Oracle Stock Surges 10% After Hours as Q3 Earnings Blow Past Wall Street — and $90B Revenue Target Lands for 2027

Oracle Stock Surges 10% After Hours as Q3 Earnings Blow Past Wall Street — and $90B Revenue Target Lands for 2027
Oracle Stock

Oracle walked into Tuesday's earnings print down 23% for the year, carrying a bruised stock, a nervous investor base, and a debt pile that had rattled bond markets for months. It walked out with a 10% after-hours spike and a revenue target for fiscal 2027 that nobody saw coming.

ORCL Q3 Earnings: Every Key Number Beat

Oracle shares rose as much as 10% in extended trading after the company reported quarterly results that surpassed Wall Street projections across the board and boosted its revenue guidance for fiscal 2027.

Total quarterly revenues hit $17.2 billion, up 22% year over year in USD. Cloud revenue — combining infrastructure and software-as-a-service — came in at $8.9 billion, up 44%. Cloud infrastructure alone surged 84% to $4.9 billion.

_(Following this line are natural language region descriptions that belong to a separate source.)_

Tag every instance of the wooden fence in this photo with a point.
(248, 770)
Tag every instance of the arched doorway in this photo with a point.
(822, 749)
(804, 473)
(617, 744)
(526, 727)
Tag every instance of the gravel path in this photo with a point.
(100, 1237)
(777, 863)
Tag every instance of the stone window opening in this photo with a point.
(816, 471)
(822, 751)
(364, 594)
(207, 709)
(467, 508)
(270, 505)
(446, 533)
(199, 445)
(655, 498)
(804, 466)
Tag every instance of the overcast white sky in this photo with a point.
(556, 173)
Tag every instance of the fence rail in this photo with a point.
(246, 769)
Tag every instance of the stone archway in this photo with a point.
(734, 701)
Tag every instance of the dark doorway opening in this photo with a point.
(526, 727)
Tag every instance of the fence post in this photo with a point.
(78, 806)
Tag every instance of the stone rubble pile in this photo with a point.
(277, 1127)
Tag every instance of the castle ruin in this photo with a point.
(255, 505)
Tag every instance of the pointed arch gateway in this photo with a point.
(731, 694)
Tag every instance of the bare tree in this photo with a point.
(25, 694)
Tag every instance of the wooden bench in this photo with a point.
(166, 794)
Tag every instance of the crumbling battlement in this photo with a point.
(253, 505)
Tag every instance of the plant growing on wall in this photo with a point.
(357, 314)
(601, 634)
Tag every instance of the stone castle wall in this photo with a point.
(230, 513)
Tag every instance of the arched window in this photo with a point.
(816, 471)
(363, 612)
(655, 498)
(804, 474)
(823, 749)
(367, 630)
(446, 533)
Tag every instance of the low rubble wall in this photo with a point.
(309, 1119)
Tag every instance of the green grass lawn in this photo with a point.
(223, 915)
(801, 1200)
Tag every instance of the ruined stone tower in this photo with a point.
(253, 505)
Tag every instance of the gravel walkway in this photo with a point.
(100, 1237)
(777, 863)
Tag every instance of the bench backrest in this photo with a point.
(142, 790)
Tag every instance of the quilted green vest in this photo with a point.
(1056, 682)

Adjusted earnings per share reached $1.79, against a consensus estimate of $1.70. Net income rose to $3.72 billion, or $1.27 per share GAAP, up from $2.94 billion a year earlier.

CFO Doug Kehring called it the first quarter in over 15 years where both organic total revenue and organic non-GAAP EPS grew at 20% or better simultaneously. That milestone framed everything that followed on the call.

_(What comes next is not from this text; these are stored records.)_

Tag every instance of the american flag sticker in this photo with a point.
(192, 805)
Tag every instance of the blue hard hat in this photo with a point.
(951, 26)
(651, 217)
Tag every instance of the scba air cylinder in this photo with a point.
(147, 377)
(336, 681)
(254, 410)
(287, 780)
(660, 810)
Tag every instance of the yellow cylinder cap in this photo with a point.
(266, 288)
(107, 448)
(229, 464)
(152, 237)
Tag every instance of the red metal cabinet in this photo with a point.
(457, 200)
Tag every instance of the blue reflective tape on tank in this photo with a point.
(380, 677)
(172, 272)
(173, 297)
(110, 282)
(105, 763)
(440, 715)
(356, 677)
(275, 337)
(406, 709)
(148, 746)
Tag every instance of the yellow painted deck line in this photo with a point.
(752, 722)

The $553 Billion Backlog Nobody Was Expecting

The headline number that sent shares flying wasn't revenue — it was the order book.

Remaining performance obligations — essentially contracted future revenue — hit $553 billion, up 325% year over year. That figure represents a staggering forward commitment from customers that dwarfs Oracle's entire annual revenue base and signals the AI infrastructure buildout is nowhere near its peak.

For fiscal year 2027, Oracle raised its total revenue guidance to $90 billion — a number that, before Tuesday, most analysts weren't modeling until at least 2028.

The OpenAI Question — and Oracle's Answer

Late last Friday, Bloomberg reported that talks to expand Oracle's Abilene, Texas data center deal with OpenAI had fallen through, rattling investors heading into the print. Oracle pushed back directly.

In Abilene, where Oracle and Crusoe are constructing a data center campus for OpenAI, "two buildings are completely operational and the rest of the campus is on track," Oracle said. OpenAI executive Sachin Katti clarified on X that the company had simply chosen to put additional capacity in other U.S. markets rather than expand the Texas site — not cancel the underlying arrangement.

"Some of the largest consumers of AI cloud capacity have recently strengthened their financial positions quite substantially," Oracle said in its earnings statement — a pointed reference to OpenAI's $110 billion funding round announced at the end of February.

Layoffs Confirmed — Framed as AI Efficiency

Bloomberg had reported last week that Oracle was planning layoffs. The company confirmed the restructuring but framed it in terms of AI productivity: "AI models for generating computer code have become so efficient that we have been restructuring our product development teams into smaller, more agile and productive groups."

The statement continued: "This new AI Code Generation technology is enabling us to build more software in less time with fewer people. Oracle is now building more SaaS applications for more industries at a lower cost."

The Stock's Hole — and Whether Tuesday Fills It

Heading into Tuesday's close, ORCL was trading at $151.12, down 22% year to date and sitting well off its 52-week high of $344.21. A 10% after-hours move recovers roughly half of 2026's losses in a single session.

The across-the-board beat may help settle a nervous investor base, as Oracle's results and backlog point to a continuing surge in demand for AI infrastructure.

Oracle's board also declared a quarterly cash dividend of $0.50 per share, payable April 24 to stockholders of record as of April 9.

This article is for informational purposes only and does not constitute financial advice. Consult a licensed financial advisor before making investment decisions.